Thursday, February 01, 2007

leaving France

For the last year, at least, I've agonized about whether I should leave Grenoble or stay, whether I just find a new job in another country or scrounge up another few months here when my contract is over. I guess scientists are often in this sort of a dilemma. Research is ongoing and never truly stops. One can always justify hanging on and doing a few more experiments in the hope of landing the big scoop - or just finishing the project cleanly. Of course, this never happens. We're always equally far for the next big idea. That's what science is about. At the same time you come closer to your idea, your develop your idea further and move it farther out there.
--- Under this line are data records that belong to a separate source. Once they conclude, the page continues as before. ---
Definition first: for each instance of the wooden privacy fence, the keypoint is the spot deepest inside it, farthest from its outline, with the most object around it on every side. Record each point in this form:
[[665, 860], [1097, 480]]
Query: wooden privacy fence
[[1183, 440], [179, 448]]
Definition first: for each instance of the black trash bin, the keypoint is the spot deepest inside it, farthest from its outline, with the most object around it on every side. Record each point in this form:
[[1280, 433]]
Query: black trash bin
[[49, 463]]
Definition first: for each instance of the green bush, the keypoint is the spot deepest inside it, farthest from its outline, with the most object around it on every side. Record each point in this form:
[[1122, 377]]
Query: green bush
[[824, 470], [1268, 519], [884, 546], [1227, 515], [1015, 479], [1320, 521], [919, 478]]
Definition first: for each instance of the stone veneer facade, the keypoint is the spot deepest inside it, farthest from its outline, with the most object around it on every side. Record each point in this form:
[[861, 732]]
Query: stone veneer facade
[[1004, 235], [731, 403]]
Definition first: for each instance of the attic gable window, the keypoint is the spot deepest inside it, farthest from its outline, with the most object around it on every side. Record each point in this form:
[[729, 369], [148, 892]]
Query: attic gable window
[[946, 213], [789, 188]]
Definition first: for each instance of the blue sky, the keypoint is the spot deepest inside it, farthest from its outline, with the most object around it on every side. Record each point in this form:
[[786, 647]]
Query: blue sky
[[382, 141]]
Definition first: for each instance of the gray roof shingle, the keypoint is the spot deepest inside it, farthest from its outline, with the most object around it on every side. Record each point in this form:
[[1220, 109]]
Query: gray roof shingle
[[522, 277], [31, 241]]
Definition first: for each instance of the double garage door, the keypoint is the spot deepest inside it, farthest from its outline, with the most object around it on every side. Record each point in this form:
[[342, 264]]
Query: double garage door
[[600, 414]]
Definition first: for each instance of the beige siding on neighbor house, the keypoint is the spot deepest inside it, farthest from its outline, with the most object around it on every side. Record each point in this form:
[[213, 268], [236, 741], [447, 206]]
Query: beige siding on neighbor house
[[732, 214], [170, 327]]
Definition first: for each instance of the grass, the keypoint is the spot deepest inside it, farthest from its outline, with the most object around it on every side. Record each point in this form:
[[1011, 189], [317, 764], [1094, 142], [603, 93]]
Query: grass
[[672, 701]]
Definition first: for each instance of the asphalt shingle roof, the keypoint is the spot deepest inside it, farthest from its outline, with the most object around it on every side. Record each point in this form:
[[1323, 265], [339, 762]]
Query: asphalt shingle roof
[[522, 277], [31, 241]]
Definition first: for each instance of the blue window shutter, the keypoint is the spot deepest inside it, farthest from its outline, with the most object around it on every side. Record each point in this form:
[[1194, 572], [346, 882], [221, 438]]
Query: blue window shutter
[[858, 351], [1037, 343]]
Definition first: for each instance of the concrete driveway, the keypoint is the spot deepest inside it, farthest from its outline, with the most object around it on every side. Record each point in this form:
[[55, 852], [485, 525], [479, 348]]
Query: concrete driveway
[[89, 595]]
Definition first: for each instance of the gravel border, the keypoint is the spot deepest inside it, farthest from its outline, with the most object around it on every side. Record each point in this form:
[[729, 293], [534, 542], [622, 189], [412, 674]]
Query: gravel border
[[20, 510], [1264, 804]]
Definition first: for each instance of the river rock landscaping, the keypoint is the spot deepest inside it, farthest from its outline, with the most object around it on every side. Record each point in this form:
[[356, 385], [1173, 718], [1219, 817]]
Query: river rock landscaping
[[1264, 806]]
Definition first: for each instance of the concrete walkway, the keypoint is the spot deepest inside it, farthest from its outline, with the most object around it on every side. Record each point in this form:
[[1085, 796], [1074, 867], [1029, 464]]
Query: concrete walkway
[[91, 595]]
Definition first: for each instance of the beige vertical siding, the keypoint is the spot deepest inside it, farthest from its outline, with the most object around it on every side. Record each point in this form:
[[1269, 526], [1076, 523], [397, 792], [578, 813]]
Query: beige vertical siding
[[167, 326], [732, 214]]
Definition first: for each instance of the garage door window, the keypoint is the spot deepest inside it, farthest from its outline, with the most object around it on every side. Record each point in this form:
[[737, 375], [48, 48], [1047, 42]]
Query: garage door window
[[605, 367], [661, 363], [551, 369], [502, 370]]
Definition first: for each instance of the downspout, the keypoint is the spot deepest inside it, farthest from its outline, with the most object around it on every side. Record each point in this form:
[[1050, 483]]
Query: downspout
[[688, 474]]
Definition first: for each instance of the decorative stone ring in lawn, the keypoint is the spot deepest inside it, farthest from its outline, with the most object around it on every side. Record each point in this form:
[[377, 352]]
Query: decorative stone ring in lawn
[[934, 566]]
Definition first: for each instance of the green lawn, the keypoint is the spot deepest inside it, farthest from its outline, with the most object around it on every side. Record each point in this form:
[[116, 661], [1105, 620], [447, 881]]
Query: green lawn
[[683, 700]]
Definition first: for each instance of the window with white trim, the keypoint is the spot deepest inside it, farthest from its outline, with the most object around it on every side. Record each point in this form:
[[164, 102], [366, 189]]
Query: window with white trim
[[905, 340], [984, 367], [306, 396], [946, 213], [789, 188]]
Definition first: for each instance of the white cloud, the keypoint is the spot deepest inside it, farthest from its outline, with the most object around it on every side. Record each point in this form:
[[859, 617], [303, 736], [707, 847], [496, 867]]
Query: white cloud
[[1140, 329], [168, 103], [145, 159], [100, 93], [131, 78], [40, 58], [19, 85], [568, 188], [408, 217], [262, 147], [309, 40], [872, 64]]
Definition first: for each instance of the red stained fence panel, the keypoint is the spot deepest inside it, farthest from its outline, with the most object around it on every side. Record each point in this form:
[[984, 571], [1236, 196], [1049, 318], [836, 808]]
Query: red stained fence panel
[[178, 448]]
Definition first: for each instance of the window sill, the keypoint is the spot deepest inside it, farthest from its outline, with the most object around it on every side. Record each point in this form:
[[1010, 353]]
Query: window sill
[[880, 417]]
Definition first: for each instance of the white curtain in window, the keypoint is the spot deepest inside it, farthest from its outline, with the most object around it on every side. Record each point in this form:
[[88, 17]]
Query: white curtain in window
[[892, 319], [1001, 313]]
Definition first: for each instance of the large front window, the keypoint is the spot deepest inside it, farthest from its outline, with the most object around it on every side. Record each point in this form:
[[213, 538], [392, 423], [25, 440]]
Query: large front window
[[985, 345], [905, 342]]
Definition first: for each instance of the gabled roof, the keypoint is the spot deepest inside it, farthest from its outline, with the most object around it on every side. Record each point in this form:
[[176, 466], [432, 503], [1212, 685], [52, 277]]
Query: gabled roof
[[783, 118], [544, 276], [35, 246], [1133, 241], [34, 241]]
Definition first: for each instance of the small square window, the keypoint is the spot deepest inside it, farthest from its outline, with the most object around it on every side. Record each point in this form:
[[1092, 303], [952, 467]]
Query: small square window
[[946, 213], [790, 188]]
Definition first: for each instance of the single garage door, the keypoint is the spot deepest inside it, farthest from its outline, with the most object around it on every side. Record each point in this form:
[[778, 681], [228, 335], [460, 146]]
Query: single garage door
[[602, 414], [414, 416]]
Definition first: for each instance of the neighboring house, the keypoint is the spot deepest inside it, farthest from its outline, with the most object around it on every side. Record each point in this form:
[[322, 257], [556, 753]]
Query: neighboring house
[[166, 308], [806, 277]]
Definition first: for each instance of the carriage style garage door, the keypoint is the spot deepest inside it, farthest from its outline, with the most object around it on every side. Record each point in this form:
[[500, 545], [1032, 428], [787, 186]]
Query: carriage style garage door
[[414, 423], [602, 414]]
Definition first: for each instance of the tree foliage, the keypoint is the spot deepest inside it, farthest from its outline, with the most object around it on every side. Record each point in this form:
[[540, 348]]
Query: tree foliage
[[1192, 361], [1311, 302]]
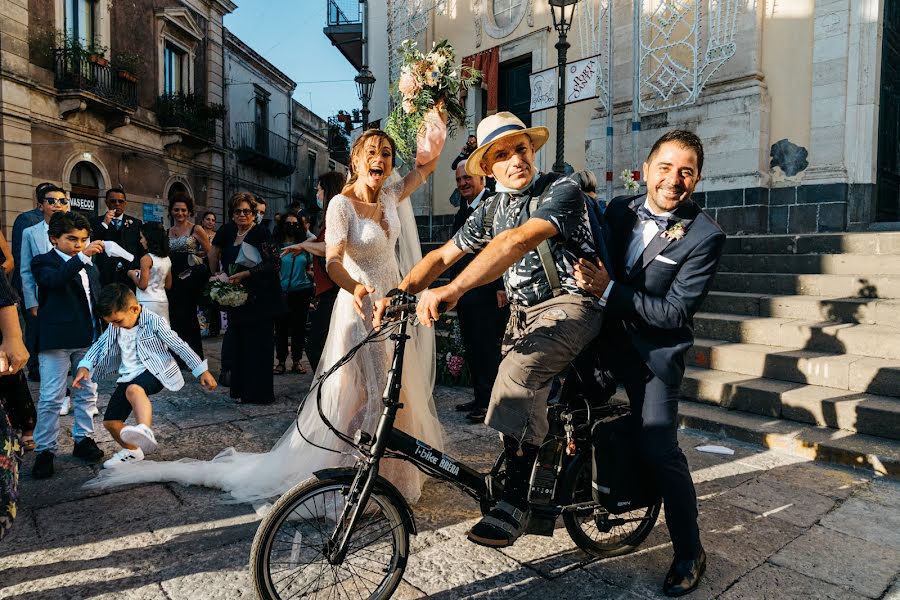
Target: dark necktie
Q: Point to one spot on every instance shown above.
(645, 215)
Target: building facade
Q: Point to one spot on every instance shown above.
(796, 101)
(90, 102)
(261, 156)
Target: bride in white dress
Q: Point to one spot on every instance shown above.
(371, 240)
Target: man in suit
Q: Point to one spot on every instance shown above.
(482, 311)
(665, 251)
(116, 226)
(23, 222)
(69, 288)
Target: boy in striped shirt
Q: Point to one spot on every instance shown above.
(137, 345)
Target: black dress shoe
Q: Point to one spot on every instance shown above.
(684, 575)
(43, 465)
(86, 449)
(477, 415)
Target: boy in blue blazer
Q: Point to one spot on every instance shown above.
(137, 346)
(68, 287)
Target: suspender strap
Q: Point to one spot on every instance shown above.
(546, 255)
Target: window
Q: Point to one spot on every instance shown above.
(174, 70)
(80, 21)
(506, 12)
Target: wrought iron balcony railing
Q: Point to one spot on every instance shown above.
(259, 147)
(75, 70)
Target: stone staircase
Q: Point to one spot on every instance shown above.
(798, 347)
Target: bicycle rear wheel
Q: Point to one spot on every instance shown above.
(289, 557)
(593, 528)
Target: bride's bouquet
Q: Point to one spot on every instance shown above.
(427, 81)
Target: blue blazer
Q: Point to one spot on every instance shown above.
(652, 305)
(64, 318)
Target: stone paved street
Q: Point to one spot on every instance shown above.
(773, 525)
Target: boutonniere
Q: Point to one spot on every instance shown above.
(675, 232)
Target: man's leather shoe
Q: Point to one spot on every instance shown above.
(684, 575)
(477, 415)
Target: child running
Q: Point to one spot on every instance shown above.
(137, 344)
(155, 275)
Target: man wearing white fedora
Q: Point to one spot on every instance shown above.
(532, 232)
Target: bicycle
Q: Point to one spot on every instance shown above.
(345, 531)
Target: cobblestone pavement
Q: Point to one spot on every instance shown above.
(773, 526)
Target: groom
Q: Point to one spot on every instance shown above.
(664, 253)
(533, 231)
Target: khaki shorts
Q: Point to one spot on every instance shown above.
(539, 343)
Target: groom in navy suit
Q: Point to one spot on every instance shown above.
(664, 252)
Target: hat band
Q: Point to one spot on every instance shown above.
(499, 130)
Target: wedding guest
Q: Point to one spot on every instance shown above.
(116, 226)
(23, 222)
(482, 311)
(188, 248)
(137, 346)
(251, 326)
(155, 275)
(69, 286)
(649, 309)
(298, 289)
(13, 356)
(328, 186)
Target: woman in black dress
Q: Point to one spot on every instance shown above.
(188, 247)
(251, 327)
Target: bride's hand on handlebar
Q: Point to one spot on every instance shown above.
(378, 310)
(359, 294)
(433, 302)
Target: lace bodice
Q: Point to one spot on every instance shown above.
(369, 251)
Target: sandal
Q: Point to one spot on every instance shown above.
(500, 528)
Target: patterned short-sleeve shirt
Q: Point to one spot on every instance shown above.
(563, 206)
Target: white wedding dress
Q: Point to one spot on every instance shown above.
(352, 396)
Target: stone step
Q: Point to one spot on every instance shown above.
(878, 341)
(845, 286)
(869, 311)
(841, 372)
(818, 243)
(873, 454)
(868, 414)
(825, 264)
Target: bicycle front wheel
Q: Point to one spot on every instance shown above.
(289, 557)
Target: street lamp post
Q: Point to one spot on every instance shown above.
(563, 13)
(365, 83)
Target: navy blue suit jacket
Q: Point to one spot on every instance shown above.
(64, 316)
(652, 305)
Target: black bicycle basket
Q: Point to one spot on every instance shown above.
(621, 481)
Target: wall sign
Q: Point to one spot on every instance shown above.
(581, 83)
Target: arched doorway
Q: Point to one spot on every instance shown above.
(85, 195)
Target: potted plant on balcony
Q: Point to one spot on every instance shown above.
(130, 65)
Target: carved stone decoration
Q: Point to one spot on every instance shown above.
(515, 10)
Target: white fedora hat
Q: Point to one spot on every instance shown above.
(499, 126)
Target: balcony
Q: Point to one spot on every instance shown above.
(187, 119)
(258, 147)
(345, 29)
(87, 81)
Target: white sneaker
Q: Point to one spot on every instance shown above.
(139, 435)
(123, 457)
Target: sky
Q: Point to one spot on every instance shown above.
(288, 33)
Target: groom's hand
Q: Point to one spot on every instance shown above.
(431, 300)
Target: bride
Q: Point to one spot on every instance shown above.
(371, 240)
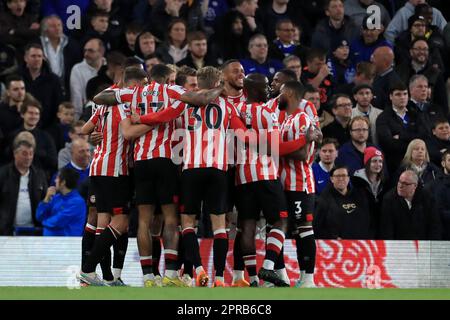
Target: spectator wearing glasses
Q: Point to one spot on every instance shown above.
(342, 211)
(421, 63)
(351, 153)
(259, 61)
(373, 184)
(363, 95)
(417, 159)
(396, 127)
(339, 128)
(284, 44)
(418, 29)
(82, 72)
(409, 212)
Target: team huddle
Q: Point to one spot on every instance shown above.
(182, 153)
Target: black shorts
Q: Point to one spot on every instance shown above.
(110, 194)
(204, 184)
(231, 192)
(300, 208)
(156, 181)
(266, 196)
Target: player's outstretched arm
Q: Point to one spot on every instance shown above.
(202, 97)
(88, 128)
(132, 131)
(107, 97)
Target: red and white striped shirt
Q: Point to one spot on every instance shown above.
(111, 155)
(205, 140)
(251, 165)
(148, 99)
(305, 106)
(205, 131)
(296, 175)
(236, 99)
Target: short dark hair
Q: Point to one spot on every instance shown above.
(335, 98)
(160, 73)
(295, 86)
(134, 73)
(115, 58)
(33, 45)
(397, 86)
(289, 73)
(195, 36)
(134, 27)
(445, 154)
(438, 121)
(315, 53)
(227, 63)
(282, 21)
(328, 2)
(131, 62)
(183, 73)
(310, 89)
(418, 39)
(69, 176)
(30, 101)
(333, 141)
(11, 78)
(337, 167)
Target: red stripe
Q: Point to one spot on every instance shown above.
(276, 235)
(89, 230)
(170, 256)
(220, 236)
(146, 262)
(283, 214)
(249, 258)
(273, 247)
(117, 211)
(186, 231)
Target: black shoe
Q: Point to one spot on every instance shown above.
(272, 277)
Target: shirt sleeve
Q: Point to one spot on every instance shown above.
(95, 116)
(125, 95)
(175, 92)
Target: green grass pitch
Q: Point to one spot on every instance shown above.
(133, 293)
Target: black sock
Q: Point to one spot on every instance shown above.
(156, 254)
(279, 263)
(250, 264)
(220, 250)
(87, 242)
(306, 252)
(101, 247)
(120, 250)
(187, 265)
(238, 261)
(191, 248)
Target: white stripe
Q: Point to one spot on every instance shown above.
(220, 231)
(307, 233)
(198, 140)
(145, 257)
(281, 233)
(249, 262)
(274, 241)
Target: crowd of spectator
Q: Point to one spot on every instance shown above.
(380, 87)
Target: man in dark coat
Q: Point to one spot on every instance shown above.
(409, 212)
(22, 186)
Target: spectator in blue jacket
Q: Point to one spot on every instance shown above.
(362, 48)
(351, 153)
(259, 61)
(63, 210)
The bottom line is, you move on when the opportunity opens up. Unless you have a permanent position and have handed in all your ambitions, you are a mercenary of science. I have an opportunity in London, and will take it very seriously. Others will sure come as soon as I look for them.

What this means it that while I'm trying to see the temptation in other countries, I'm looking at France with a much more critical eye than usually. Two things occurred today that brutally shoved into my face the truths that France is not my country and the IBS not my kind of institute.

First the country. In Le Monde I read that "the Commission specialized in automobile terminology - composed of high civil servants, automobile professionals and journalists" will be busy translating the names of the newest innovations in the car maker industry into French. While the Japanese, the Koreans and the Germans innovate, the French translate. This explains much about France if you think about it.

Next the institute. Venki Ramakrishnan gave a talk at the EMBL today, a facility five minutes away that part of the same Partnership for Structural Biology as the IBS. In the audience, there was one other IBS dude. Now I don't say that you have to love the ribosome, but then again, you don't have to love it in order to eagerly attend the seminar. It's like Eric Clapton is coming to town and you just continue playing your guitar because you can't be bothered right now. I'm missing the devotion, passion, dynamics, ideas that I formerly associated with science. What a lame place.

...

I've been asking myself what happiness is. I don't know. But I know that I normally don't acknowledge unhappiness, come hell or high water. It'd be like conceding defeat. That I don't do either. Let's just say the next stop will be better.